Construction of invariant features for time-domain EEG/MEG signals using Grassmann manifolds

Rikkert Hindriks, Thomas O. Rot, Michel J.A.M. van Putten and Prejaas Tewarie

A challenge in interpreting features derived from source-space electroencephalography (EEG) and magnetoencephalography (MEG) signals is residual mixing of the true source signals. A common approach is to use features that are invariant under linear and instantaneous mixing. In the context of this approach, it is of interest to know which invariant features can be constructed from a given set of source-projected EEG/MEG signals. We address this question by exploiting the fact that invariant features can be viewed as functions on the Grassmann manifold. By embedding the Grassmann manifold in a vector space, coordinates are obtained that serve as building blocks for invariant features, in the sense that all invariant features can be constructed from them.
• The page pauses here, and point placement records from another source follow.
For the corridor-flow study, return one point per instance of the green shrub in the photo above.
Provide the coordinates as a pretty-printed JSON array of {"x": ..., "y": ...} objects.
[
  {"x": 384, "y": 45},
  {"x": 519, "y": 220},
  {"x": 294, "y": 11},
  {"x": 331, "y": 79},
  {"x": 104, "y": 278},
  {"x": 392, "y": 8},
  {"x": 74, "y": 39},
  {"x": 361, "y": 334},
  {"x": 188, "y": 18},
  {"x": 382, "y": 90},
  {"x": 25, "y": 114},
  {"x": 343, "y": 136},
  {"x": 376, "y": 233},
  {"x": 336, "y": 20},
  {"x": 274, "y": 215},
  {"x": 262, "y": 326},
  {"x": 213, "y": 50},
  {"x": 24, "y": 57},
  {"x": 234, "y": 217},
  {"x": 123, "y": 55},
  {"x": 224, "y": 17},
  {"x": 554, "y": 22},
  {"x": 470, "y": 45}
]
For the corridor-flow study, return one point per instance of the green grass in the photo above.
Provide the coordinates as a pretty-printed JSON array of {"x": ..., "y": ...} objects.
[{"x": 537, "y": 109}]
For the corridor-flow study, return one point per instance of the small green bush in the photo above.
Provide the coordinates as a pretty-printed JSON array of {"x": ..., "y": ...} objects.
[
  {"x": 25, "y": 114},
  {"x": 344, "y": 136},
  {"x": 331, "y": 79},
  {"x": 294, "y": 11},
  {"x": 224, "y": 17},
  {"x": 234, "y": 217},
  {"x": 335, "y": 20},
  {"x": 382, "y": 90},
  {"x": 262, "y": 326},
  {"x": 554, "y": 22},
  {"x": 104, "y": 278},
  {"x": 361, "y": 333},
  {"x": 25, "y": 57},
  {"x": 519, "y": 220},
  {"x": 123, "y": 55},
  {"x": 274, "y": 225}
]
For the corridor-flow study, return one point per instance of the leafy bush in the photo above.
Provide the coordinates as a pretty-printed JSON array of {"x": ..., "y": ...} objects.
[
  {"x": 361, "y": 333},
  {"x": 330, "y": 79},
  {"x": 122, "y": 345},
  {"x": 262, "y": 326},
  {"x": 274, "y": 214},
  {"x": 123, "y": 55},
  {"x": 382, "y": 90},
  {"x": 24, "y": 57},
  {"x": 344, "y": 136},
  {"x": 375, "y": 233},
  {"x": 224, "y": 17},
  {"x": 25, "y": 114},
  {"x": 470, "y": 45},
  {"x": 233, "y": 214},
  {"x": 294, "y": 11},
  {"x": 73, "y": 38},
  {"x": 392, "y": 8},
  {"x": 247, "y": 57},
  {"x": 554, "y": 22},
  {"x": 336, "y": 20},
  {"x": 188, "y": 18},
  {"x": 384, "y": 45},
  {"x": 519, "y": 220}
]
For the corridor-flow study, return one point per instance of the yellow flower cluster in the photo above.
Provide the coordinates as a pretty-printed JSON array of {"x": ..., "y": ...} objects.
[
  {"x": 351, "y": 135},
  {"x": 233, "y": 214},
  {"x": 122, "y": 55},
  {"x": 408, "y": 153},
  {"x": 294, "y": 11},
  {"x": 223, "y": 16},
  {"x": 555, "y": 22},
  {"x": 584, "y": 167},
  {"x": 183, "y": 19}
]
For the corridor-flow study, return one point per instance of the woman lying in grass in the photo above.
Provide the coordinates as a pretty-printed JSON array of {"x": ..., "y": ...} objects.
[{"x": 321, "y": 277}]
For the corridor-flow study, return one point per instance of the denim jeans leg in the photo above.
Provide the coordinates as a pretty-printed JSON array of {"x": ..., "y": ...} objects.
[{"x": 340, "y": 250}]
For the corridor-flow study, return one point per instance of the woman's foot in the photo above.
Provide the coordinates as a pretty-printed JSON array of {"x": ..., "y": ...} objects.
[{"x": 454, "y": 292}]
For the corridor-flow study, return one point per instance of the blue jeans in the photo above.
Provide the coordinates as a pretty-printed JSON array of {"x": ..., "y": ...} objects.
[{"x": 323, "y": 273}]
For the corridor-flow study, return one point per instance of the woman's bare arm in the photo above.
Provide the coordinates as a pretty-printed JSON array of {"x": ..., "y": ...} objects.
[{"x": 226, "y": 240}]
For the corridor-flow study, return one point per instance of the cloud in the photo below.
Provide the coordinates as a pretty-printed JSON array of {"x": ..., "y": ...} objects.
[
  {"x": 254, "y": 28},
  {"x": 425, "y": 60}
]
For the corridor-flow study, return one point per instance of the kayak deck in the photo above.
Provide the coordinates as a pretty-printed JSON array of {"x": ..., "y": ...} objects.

We illustrate this approach by constructing several new bivariate, higher-order, and multidimensional functional connectivity measures for static and time-resolved analysis of time-domain EEG/MEG signals. Lastly, we apply such an invariant feature derived from the Grassmann manifold to EEG data from comatose survivors of cardiac arrest and show its superior sensitivity to identify changes in functional connectivity.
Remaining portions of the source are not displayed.